As a man who has not so much battled his weight over the years as fought a long and bloody war full of scorched earth policies and spirit-sapping sieges, you might imagine I'd be all for this. Woo! And Hoo! Pop a pill and then gorge on what you like. Except I'm not thrilled by the prospect, not at all. It's just plain wrong.

There are two reasons. The first is moral. There's much hand-wringing over food waste and rightly so; all the food wasted each year in North America and Europe is equivalent to all the food produced in sub-Saharan Africa. That's clearly obscene. But those statistics do not take into consideration all that food wasted by over-consumption. And yes, I recognise that I am both prosecution and the accused; that I have eaten more than mine and a few other peoples' fair shares over the years. It's an issue. Given this, a drug that makes it possible to just carry on scarfing is not one of those things worth filing under the heading "good ideas".

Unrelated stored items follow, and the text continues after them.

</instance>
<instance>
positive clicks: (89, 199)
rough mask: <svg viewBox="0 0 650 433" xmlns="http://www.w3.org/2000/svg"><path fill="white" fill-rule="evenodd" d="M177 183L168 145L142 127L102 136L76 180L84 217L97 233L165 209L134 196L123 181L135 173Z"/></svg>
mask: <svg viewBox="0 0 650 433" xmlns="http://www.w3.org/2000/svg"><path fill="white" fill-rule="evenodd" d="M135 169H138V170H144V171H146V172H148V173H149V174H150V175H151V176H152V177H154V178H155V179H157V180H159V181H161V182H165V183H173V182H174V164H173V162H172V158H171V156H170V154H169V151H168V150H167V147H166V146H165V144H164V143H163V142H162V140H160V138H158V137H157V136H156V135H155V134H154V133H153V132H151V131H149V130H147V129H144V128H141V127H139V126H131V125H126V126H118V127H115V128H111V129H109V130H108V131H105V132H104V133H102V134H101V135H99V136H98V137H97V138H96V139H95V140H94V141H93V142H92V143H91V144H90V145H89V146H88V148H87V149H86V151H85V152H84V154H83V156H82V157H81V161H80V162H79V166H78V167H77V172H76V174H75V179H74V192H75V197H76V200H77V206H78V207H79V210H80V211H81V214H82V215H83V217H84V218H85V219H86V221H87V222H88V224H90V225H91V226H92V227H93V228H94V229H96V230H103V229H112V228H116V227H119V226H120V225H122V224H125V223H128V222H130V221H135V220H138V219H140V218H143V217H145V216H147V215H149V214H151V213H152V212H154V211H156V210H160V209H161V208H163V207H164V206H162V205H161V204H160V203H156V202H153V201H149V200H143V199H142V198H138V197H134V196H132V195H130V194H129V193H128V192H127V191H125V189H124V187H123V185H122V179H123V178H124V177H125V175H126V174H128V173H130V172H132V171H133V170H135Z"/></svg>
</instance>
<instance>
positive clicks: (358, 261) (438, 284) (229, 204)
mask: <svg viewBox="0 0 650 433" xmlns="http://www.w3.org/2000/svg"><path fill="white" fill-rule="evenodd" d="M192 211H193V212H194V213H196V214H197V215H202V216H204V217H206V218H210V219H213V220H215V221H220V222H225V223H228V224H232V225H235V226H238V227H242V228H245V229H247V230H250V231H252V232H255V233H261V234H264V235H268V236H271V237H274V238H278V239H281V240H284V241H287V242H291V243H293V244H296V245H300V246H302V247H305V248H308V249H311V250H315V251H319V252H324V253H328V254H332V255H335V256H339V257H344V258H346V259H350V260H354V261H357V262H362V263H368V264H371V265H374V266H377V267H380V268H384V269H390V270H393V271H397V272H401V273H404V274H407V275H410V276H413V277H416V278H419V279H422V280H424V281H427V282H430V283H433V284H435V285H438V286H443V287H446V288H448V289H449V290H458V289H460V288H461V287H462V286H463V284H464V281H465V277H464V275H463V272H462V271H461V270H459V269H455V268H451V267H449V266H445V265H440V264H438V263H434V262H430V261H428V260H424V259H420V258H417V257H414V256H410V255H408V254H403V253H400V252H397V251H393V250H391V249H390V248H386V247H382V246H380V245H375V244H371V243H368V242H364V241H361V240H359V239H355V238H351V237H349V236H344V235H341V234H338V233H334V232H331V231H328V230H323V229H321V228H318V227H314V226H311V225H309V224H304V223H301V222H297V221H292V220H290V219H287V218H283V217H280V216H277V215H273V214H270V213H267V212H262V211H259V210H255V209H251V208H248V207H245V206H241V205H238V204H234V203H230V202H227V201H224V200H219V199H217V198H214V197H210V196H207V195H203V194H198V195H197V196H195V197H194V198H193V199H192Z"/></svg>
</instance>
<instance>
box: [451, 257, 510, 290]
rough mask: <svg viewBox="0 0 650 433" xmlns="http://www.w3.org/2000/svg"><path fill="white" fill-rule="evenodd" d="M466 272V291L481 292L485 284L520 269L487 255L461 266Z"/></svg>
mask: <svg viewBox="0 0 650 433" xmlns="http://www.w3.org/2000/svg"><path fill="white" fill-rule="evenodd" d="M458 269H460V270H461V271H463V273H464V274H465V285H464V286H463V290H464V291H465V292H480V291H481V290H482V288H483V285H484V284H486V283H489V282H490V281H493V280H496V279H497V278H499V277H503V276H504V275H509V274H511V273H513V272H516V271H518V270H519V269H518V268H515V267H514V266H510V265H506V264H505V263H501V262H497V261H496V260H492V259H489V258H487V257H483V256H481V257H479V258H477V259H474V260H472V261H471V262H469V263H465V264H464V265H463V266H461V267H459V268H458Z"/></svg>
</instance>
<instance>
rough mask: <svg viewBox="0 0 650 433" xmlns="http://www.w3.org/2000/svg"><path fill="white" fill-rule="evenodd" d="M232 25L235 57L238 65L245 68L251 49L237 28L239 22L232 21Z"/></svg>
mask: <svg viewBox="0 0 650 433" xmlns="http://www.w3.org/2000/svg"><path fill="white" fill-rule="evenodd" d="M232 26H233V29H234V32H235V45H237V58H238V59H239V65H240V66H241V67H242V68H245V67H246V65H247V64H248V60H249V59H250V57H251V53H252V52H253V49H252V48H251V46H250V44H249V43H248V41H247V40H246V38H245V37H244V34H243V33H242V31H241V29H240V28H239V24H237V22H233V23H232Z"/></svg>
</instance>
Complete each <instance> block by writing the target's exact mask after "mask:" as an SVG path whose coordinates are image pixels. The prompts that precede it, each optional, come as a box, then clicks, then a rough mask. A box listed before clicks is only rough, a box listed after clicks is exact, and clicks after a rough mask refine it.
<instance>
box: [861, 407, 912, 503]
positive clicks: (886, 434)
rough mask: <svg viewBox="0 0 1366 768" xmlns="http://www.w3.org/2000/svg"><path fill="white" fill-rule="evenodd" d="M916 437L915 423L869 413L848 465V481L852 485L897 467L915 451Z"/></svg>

But there's another point: if it's suddenly possible to eat anything without risk to your waistline then a huge chunk of the fun leaks out of dinner time. Sure there's a whole bunch of stuff you can eat until the well-marbled cows come home. I am told salads can be nice in the right circumstances. But the real pleasure of eating lies in the naughty; in those things which, taken in excess, are the most direct route to an aortic aneurism. I bang on about pork belly because I do really like it. But I don't eat it every day because that would be stupid and I do try not to be that. Which means that when I do get to eat it, there is the intense joy of delayed gratification.

I have other vices. I have vices like Greece has debts. Occasionally I eat pork scratchings and Krispy Kreme doughnuts. I have eaten the bacon double Swiss from Burger King and found it not unpleasant. Drunk, I have eaten kebabs from places that shouldn't be allowed to sell them, and opened a second family bag of Revels as dessert. I am not proud of these things, but I am honest. I have enjoyed the intense buzz of being very, very bad. And that's what the fat pill would rob me of: not merely the extra inches on my waist, but the true pleasure of the profane. I hope to God it never happens.